Bees are also unable to produce honey due to a shortage of flora. According to COAG, beekeepers are facing a third consecutive season without a crop due to water limitations.
Spain requested emergency funding from the European Union in April to assist farmers in dealing with the effects of the drought.
There isn’t any water
Water scarcity affects drinking water as well as agriculture.
One of several Catalan villages that have been reliant on water trucks brought in from outside is Castellcir, which is located about 30 miles north of Barcelona.
People have been urged to save water by taking short showers, washing their dishes carefully, and not filling their swimming pools.
The issue has existed for more than a year, according to Juan Cogdony, a villager. He said to the associated press, “We are concerned.
Looking up at the sky, Cogdony remarked, “It just won’t rain.” “Water is not present. No water, just beer,” he laughed.
Many are raising the alarm about what might be in store for Spain as the summer draws near and the possibility of significant spring rainfall fades.
Scientist Joan Girona Gomis of the Institute of Agrifood Research and Technology, a study group run by the Catalan government, said, “We are now in a very dramatic situation.”

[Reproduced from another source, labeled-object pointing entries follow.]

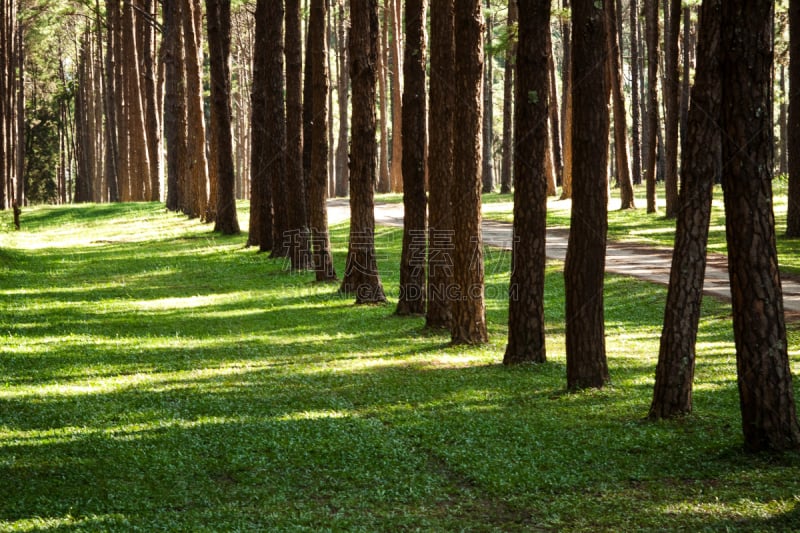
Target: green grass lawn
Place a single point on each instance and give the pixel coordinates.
(156, 376)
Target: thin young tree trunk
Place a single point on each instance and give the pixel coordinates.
(702, 158)
(412, 262)
(442, 104)
(397, 97)
(526, 339)
(584, 269)
(566, 181)
(296, 190)
(219, 44)
(342, 174)
(384, 184)
(636, 146)
(766, 395)
(508, 102)
(618, 99)
(671, 87)
(468, 325)
(488, 108)
(651, 131)
(361, 272)
(320, 239)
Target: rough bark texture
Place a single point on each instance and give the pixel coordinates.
(636, 146)
(318, 214)
(260, 183)
(526, 341)
(219, 46)
(566, 181)
(793, 213)
(508, 104)
(651, 130)
(397, 115)
(618, 100)
(672, 394)
(672, 86)
(468, 325)
(440, 158)
(412, 261)
(276, 130)
(295, 181)
(766, 397)
(198, 164)
(585, 263)
(361, 271)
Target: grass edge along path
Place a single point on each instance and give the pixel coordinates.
(158, 376)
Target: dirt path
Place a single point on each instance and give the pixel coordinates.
(627, 259)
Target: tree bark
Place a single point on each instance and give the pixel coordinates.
(508, 102)
(702, 159)
(298, 226)
(468, 325)
(219, 45)
(793, 212)
(636, 146)
(361, 271)
(320, 239)
(618, 99)
(526, 339)
(566, 182)
(440, 157)
(651, 129)
(766, 396)
(342, 178)
(412, 262)
(487, 172)
(584, 269)
(397, 90)
(672, 85)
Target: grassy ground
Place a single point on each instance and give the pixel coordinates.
(156, 376)
(655, 229)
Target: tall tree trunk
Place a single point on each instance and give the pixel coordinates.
(397, 96)
(198, 163)
(412, 262)
(440, 157)
(487, 172)
(296, 190)
(361, 272)
(584, 269)
(219, 47)
(342, 178)
(566, 181)
(384, 179)
(508, 102)
(320, 239)
(793, 211)
(702, 159)
(174, 104)
(636, 146)
(652, 127)
(618, 99)
(671, 88)
(468, 325)
(526, 341)
(766, 396)
(152, 118)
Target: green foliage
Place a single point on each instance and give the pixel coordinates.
(160, 377)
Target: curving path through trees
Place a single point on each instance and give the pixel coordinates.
(628, 259)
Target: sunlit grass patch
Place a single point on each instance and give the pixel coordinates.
(175, 380)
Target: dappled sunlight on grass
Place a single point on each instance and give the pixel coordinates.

“We will suffer a bad drought this summer,” he warned the associated press if there isn’t a lot of rain.
Gomis has been researching to improve the effectiveness of the irrigation systems that farmers use, particularly by utilizing technology such as sensors to determine the precise amount of water that crops require.
“The big question,” according to Gomis, is whether Catalonia can continue to be one of Europe’s most important farming regions. Everything depends on “our ability to adapt.”

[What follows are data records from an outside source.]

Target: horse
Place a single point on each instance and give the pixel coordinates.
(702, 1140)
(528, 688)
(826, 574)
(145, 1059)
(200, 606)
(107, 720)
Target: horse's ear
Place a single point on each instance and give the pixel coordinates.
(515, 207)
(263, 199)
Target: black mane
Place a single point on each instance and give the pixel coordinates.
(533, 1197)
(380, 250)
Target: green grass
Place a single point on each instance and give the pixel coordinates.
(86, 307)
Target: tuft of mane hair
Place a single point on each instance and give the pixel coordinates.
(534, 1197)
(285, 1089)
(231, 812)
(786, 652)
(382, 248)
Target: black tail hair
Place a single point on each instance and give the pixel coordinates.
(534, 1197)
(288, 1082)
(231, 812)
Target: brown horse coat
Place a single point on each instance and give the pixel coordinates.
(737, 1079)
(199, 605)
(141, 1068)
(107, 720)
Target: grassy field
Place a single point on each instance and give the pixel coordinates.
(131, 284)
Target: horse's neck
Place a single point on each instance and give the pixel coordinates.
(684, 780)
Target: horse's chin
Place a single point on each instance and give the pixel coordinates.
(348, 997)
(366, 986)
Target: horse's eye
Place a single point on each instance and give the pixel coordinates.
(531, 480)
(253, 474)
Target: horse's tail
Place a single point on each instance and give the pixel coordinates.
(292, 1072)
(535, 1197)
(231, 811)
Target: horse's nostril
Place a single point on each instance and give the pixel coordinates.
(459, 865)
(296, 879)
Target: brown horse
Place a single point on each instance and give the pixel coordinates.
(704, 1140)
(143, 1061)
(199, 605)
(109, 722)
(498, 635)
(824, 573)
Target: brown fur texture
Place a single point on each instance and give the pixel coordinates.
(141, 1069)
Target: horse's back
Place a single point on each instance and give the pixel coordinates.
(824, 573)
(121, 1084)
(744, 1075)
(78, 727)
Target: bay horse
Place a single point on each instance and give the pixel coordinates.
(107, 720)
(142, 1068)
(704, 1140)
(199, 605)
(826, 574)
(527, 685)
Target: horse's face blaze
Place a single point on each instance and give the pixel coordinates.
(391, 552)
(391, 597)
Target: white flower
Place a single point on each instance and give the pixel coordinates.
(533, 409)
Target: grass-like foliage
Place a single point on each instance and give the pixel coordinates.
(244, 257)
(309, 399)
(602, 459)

Costal expects significant changes, including research into drought-resistant crops, investments in urban and agricultural infrastructure, and improvements in water efficiency.

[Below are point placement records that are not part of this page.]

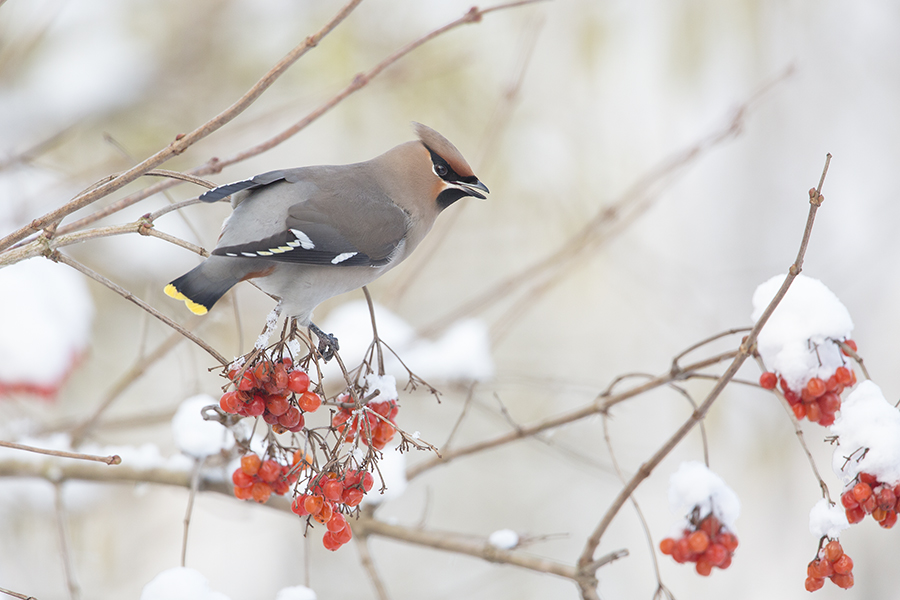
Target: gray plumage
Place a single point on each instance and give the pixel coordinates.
(310, 233)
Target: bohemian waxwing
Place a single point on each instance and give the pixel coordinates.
(310, 233)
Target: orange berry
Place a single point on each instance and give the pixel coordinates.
(330, 542)
(313, 504)
(843, 581)
(698, 541)
(843, 565)
(666, 546)
(833, 550)
(243, 493)
(309, 401)
(269, 471)
(298, 382)
(703, 567)
(261, 491)
(768, 380)
(250, 464)
(816, 387)
(325, 514)
(814, 583)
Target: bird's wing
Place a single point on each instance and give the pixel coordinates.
(223, 191)
(331, 226)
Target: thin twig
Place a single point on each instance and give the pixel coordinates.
(603, 403)
(745, 350)
(214, 165)
(181, 142)
(56, 256)
(10, 592)
(115, 459)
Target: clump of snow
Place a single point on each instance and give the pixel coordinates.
(694, 485)
(827, 519)
(796, 342)
(297, 592)
(180, 583)
(195, 436)
(45, 325)
(392, 468)
(868, 431)
(462, 353)
(505, 539)
(385, 384)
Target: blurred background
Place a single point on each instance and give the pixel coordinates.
(562, 108)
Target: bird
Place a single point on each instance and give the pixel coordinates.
(307, 234)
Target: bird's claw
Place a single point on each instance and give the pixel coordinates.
(328, 344)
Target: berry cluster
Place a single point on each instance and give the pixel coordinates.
(349, 422)
(831, 562)
(266, 390)
(327, 497)
(709, 545)
(258, 479)
(872, 497)
(819, 399)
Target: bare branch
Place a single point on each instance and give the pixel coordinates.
(115, 459)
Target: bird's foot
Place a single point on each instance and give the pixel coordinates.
(328, 343)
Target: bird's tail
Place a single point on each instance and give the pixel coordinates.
(202, 286)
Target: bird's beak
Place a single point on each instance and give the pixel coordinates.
(473, 189)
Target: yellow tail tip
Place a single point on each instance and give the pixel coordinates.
(197, 309)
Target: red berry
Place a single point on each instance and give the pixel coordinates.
(332, 490)
(869, 479)
(843, 581)
(329, 541)
(855, 515)
(309, 401)
(352, 496)
(261, 491)
(768, 380)
(842, 375)
(241, 479)
(298, 382)
(843, 565)
(325, 514)
(298, 507)
(256, 407)
(848, 500)
(728, 539)
(344, 535)
(277, 405)
(816, 387)
(336, 522)
(814, 583)
(250, 463)
(291, 418)
(852, 346)
(833, 550)
(703, 567)
(716, 554)
(269, 471)
(313, 504)
(230, 402)
(667, 545)
(698, 541)
(829, 402)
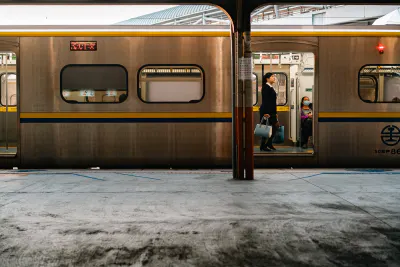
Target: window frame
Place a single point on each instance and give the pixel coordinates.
(1, 76)
(101, 65)
(376, 87)
(377, 84)
(203, 75)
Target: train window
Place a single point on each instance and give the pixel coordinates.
(8, 89)
(171, 84)
(255, 89)
(379, 83)
(94, 84)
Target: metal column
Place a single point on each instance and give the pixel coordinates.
(239, 107)
(248, 92)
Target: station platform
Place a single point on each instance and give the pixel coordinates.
(285, 217)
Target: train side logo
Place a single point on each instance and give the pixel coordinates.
(390, 135)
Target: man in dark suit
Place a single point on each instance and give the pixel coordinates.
(268, 110)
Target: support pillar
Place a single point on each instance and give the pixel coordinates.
(249, 128)
(239, 108)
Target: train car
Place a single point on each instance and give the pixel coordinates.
(146, 97)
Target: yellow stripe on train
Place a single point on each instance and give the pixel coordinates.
(124, 115)
(359, 115)
(10, 109)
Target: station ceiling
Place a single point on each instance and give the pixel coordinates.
(238, 10)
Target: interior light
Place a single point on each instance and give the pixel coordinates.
(381, 48)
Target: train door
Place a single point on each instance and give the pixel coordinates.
(8, 104)
(294, 86)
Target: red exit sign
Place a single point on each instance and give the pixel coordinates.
(83, 46)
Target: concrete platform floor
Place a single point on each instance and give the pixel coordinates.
(199, 218)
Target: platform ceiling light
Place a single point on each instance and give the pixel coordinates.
(381, 48)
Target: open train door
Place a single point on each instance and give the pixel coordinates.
(292, 60)
(8, 102)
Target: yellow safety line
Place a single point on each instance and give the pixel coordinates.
(325, 33)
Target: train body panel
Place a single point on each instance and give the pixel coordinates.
(54, 131)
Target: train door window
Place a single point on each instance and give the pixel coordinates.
(255, 88)
(9, 91)
(8, 102)
(294, 82)
(379, 84)
(171, 84)
(85, 84)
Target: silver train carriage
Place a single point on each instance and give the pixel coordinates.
(147, 97)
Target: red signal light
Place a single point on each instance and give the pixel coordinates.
(381, 48)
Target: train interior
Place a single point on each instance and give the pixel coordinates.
(295, 79)
(8, 116)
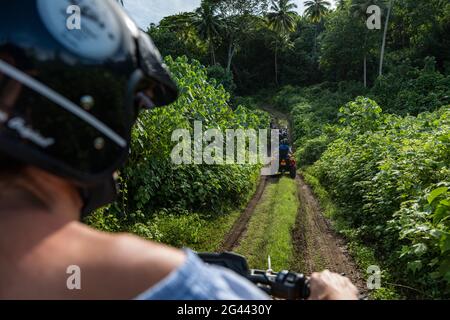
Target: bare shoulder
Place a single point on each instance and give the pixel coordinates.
(123, 266)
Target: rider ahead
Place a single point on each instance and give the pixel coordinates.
(68, 100)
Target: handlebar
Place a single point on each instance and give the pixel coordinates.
(281, 285)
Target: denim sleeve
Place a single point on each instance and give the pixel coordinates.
(196, 280)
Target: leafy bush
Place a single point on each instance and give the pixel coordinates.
(424, 228)
(410, 90)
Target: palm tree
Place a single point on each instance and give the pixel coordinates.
(282, 19)
(315, 11)
(207, 24)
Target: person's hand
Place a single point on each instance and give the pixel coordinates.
(331, 286)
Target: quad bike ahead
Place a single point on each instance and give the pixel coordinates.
(281, 285)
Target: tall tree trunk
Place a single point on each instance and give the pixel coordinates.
(365, 59)
(315, 39)
(383, 46)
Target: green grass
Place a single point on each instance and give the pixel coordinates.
(269, 230)
(363, 255)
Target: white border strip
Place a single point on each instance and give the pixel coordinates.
(61, 101)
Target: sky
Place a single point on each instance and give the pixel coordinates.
(145, 12)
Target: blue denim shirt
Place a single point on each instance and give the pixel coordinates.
(196, 280)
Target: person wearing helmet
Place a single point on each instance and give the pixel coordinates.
(68, 101)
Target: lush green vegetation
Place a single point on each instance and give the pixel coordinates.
(388, 175)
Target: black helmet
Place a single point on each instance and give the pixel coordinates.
(68, 93)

He believes that what is happening in Spain and other parts of Europe will remind people of the origins of their food. “The fruits are produced in the field, not on the shelves of a supermarket,” he explained.
Caudevilla is concerned about what would happen to the Catalan countryside if droughts and heat waves become more regular and intense, as predicted.
“This area is facing abandonment,” he remarked. Farmers are becoming older, he says, and “in 10 years, nobody will want to work in this countryside.”